Controversy was also heightened by rumours – untrue – that the trip was paid for by Jewish organisations. It was paid for by the German government.
Professor Dajani said that many Palestinians think the Holocaust is used by Jews and Israelis as propaganda to justify the seizure of their lands and to create sympathy for Israel. Others, he said, think the Holocaust is exaggerated or just one massacre that occurred during the Second World War. “They said, ‘Why go to Poland? Why not teach our young people about the Nakba ?’ ” the professor said.
The Nakba, or catastrophe, refers to the events of 1948 when Arabs and Israelis fought a war, the Arabs lost, the state of Israel was born, and hundreds of thousands of Palestinians fled or were expelled from their lands and became a people of a diaspora, living, even today, as refugees across the Middle East.
An online version of an article about the trip published in the major Palestinian newspaper Al Quds was taken down by the publishers, reportedly because of the invective in the comments section.
One reader said that taking Palestinian students to Auschwitz was not freedom of expression, but treason. Critics of the trip also included newspaper columnists, TV analysts and fellow researchers in the West Bank.

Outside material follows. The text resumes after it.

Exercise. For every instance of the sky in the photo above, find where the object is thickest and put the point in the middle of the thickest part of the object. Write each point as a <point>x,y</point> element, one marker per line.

While the Palestinian students were visiting Auschwitz, a parallel group of Jewish Israeli students from Ben-Gurion University of the Negev and Tel Aviv University were taken to Bethlehem to hear Palestinians from the Dheisheh refugee camp  tell their story. The responses of both groups of students – Israelis and Palestinians – will then be analysed.
A firebrand in the Fatah political movement when he was young, Professor Dajani said he is now a proponent of moderate Islam and moderate politics. He founded a group dedicated to both, called Wasatia,  in 2007. His writing and conversation are filled with references to tolerance, reconciliation and dialogue. He supports two states for two peoples and thinks Jerusalem should be shared by Israelis and Palestinians.
“He is a theologian and a pragmatist, and in that regard, he is unique here. He is also extremely brave,” said Matthew Kalman, a commentator at the Israeli daily newspaper Haaretz who broke the story of the Auschwitz trip.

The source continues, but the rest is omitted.